Selective catalytic reduction systems (SCR) typically are configured to provide one or more catalyst elements that, with the aid of a reductant, convert nitrogen oxides (NOx) in exhaust gases into nitrogen (N2) and water. The reductant may be injected into the exhaust gas upstream of an SCR catalyst. Typically, engine after-treatment systems attempt to inject a sufficient quantity of reductant into the exhaust gas stream necessary for the conversion of a predetermined amount of the NOx in the exhaust gas stream so as to prevent NOx slippage without incurring reductant slippage.
The efficiency of chemical reactions by an SCR catalyst may depend on a variety of different factors, including, for example, at least on the properties of the exhaust gas.
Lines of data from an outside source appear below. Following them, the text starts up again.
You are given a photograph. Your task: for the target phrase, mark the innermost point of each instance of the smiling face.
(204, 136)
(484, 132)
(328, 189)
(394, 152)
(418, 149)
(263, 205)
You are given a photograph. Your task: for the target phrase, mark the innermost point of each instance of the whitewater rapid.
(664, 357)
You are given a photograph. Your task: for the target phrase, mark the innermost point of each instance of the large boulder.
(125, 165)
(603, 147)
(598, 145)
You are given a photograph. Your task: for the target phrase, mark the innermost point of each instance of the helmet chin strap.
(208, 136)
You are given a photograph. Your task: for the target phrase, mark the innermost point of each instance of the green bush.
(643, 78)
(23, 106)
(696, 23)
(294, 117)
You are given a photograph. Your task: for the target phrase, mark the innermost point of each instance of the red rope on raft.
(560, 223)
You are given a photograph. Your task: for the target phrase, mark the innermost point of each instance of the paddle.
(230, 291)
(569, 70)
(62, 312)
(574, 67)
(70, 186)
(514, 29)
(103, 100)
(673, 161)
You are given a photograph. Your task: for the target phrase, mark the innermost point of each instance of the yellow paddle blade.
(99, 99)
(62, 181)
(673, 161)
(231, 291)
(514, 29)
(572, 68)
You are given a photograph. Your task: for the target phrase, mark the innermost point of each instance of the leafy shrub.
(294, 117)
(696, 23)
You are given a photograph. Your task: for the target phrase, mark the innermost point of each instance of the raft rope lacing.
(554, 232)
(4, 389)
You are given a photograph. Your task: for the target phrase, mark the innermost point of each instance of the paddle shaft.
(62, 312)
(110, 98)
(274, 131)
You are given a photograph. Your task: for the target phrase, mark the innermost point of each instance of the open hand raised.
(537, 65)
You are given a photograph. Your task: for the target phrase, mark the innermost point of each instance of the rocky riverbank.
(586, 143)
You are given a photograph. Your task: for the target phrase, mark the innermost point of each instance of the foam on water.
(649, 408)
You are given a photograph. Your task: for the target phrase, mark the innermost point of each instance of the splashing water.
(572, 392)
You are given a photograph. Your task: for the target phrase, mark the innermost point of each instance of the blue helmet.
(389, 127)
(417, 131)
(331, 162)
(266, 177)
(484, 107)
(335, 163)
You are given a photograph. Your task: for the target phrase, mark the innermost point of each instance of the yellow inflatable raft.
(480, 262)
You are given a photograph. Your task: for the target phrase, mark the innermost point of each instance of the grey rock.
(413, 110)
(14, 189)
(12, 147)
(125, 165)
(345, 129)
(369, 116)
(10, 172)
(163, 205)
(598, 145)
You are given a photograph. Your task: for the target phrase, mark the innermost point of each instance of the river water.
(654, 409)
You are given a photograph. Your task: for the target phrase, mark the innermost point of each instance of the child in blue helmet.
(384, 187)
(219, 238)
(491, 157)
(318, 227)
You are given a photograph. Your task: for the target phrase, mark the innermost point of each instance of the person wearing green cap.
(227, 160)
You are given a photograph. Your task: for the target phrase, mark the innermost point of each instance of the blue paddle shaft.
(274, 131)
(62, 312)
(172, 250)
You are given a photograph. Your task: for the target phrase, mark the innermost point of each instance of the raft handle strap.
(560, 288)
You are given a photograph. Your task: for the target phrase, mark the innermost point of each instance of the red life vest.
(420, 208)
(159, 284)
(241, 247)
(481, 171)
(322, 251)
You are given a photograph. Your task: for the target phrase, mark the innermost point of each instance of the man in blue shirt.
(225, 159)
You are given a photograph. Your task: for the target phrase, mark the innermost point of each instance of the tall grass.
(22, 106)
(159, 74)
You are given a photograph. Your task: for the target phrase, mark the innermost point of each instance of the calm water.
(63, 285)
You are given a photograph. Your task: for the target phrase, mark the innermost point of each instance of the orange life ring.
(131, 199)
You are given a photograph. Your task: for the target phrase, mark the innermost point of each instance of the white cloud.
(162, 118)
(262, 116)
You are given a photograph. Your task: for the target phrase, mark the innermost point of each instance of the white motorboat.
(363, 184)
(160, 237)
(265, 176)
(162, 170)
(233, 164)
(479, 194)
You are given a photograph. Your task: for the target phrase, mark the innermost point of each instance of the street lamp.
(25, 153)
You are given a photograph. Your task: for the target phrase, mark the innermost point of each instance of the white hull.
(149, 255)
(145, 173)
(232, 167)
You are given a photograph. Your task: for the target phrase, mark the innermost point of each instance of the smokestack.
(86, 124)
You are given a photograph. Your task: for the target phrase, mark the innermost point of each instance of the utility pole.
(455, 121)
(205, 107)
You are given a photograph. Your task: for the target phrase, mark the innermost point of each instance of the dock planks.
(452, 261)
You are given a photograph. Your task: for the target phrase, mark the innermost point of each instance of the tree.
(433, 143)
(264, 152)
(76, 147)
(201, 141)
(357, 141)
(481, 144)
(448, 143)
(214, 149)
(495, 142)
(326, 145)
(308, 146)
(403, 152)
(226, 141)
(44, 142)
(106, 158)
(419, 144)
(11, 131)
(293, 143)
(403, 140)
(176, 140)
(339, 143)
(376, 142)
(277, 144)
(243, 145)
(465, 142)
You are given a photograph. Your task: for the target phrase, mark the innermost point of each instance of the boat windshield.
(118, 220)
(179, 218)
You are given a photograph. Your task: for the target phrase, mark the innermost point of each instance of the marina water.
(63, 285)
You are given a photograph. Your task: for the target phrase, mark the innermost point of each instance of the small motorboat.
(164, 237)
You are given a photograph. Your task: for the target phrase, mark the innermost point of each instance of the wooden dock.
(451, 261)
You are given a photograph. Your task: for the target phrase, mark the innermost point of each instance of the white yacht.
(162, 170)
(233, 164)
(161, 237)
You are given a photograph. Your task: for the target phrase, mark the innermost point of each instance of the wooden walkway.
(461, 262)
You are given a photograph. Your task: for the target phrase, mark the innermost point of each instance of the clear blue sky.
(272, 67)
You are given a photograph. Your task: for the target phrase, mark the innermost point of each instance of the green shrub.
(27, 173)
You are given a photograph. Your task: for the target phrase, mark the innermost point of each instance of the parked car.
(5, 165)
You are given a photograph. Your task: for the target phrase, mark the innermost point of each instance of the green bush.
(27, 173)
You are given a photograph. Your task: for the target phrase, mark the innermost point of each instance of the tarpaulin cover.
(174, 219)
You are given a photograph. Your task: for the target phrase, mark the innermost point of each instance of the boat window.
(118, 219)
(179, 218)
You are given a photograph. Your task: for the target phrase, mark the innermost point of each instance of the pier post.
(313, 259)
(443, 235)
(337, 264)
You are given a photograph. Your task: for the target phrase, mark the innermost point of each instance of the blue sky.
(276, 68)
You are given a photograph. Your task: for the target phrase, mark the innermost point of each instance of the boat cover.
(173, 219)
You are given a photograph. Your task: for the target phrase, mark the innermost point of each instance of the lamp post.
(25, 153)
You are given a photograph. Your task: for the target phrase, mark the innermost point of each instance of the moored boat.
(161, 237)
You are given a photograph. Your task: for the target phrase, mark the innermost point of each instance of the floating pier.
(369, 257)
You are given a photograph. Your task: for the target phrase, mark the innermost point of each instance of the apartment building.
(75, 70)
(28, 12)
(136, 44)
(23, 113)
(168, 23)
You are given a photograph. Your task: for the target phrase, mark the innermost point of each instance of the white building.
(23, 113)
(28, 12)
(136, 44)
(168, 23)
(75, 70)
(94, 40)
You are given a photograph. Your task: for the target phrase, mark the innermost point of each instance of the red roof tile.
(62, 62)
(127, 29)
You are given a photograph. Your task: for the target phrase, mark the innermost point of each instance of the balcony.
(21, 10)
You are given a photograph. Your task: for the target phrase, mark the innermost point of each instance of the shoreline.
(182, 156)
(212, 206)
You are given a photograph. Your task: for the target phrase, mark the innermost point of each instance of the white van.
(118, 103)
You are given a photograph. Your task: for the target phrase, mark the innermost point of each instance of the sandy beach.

For example, the efficiency of a catalyst of a selective catalytic reduction system (SCR) in reducing nitrogen oxides (NOx) in an exhaust gas stream may depend, at least in part, on an inlet temperature and/or velocity of the exhaust gas steam that enters into the SCR. For example, FIG. 1 illustrates the conversion efficiency of an SCR in reducing NOx in an exhaust gas stream as a function of the inlet temperature of the exhaust gas stream entering into, received by, or at the catalyst of the SCR (SCR inlet exhaust gas temperature). As shown, in this example, the maximum NOx conversion efficiency, as a function of reaction kinetics such as temperature and space velocity, is attained when the SCR inlet temperature is from around 300 degrees Celsius to around 450 degrees Celsius. However, engine operations that experience low compressor inlet air density conditions, such as, for example, during high altitude and/or high temperature operating conditions, the SCR inlet exhaust gas temperature often exceeds the temperatures at which maximum NOx conversion efficiency may be attained by the SCR. As a consequence, under such operating conditions, the emissions released from the after-treatment system may exceed a target, or regulation specified, amount. Further, the relatively high SCR inlet exhaust gas temperatures that may be attained when engine operations experience low compressor inlet air density conditions may damage at least the SCR system.